Liebe und Verliebtsein sind zwei Paar Stiefel und müssen als getrennte Phänomene jeweils eigenständig betrachtet werden: Veronika Fischer.
Milena Schilling

Wenn wir anfangen, über Liebe zu sprechen, so können wir dorthin schauen, wo Liebe anfängt. In den meisten Darstellungen wird der Beginn einer Liebesgeschichte als ein Zustand gezeigt, in dem Körper und Geist eine ganz verrückte Symbiose eingehen, irgendwas zwischen Wahnsinn und Rausch, von himmelhoch jauchzend bis zu Tode betrübt. Oftmals wird das als "Liebe" bezeichnet, aber man meint etwas anderes, und zwar: das Verlieben. Eine Unkontrollierbarkeit, ein Ausgeliefertsein, eine Überwältigung.

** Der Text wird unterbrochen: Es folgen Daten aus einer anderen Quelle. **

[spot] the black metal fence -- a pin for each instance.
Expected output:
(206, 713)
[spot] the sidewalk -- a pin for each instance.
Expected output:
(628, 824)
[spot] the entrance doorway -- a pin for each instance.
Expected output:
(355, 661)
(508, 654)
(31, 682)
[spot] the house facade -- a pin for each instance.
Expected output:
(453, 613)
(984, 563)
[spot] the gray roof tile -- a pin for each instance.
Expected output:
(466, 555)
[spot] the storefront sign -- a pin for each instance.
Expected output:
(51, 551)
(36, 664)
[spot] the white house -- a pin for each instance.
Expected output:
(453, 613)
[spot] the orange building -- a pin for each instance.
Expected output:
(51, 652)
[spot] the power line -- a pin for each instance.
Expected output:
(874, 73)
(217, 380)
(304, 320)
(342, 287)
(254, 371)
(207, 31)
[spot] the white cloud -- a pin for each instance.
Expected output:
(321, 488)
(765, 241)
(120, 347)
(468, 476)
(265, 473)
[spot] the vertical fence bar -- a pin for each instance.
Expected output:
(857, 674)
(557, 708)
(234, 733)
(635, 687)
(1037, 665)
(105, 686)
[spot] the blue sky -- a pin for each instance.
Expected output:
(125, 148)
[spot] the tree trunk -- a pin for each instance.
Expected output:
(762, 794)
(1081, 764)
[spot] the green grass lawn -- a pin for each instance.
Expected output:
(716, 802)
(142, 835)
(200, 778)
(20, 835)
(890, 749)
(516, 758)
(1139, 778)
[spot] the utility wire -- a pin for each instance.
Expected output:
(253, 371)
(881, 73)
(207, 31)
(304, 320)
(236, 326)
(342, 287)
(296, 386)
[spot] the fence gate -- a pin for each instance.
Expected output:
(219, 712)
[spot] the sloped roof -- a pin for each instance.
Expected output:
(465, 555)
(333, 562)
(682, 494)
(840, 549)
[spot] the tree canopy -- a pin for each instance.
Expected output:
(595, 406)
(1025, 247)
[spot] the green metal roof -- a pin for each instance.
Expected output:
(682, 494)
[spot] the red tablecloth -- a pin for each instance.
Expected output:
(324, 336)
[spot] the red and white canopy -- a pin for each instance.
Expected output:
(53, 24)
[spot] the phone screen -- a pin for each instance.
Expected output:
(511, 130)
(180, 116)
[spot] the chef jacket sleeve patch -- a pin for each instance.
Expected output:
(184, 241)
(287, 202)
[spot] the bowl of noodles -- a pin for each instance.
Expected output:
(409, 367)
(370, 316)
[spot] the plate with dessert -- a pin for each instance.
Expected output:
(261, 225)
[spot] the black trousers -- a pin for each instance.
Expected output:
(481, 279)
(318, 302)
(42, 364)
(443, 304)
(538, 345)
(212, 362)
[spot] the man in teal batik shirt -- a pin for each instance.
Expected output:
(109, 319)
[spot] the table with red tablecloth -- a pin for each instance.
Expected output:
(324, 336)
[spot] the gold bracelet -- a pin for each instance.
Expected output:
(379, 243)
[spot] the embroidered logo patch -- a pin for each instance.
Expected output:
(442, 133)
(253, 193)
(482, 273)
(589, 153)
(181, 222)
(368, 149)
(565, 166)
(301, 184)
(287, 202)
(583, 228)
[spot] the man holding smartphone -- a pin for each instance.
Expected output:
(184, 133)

Die schwedische Politikwissenschafterin Liv Strömquist beschreibt es in ihrem genialen Comic Der Ursprung der Liebe so: "Sich zu verlieben bedeutet ja, dass man völlig machtlos ist, ohne Arme und Beine, sozusagen Dönerfleisch, das sich in einer fettigen Imbissbude immer im Kreis dreht, zu nichts fähig, außer gegrillt zu werden, hilflos, man kann nichts mehr, ist einfach eine Art Ort, ein Ort, der einen Wunsch beherbergt, einen einzigen Wunsch, und zwar, einem blöden Typen namens Kevin (oder so) nah zu sein."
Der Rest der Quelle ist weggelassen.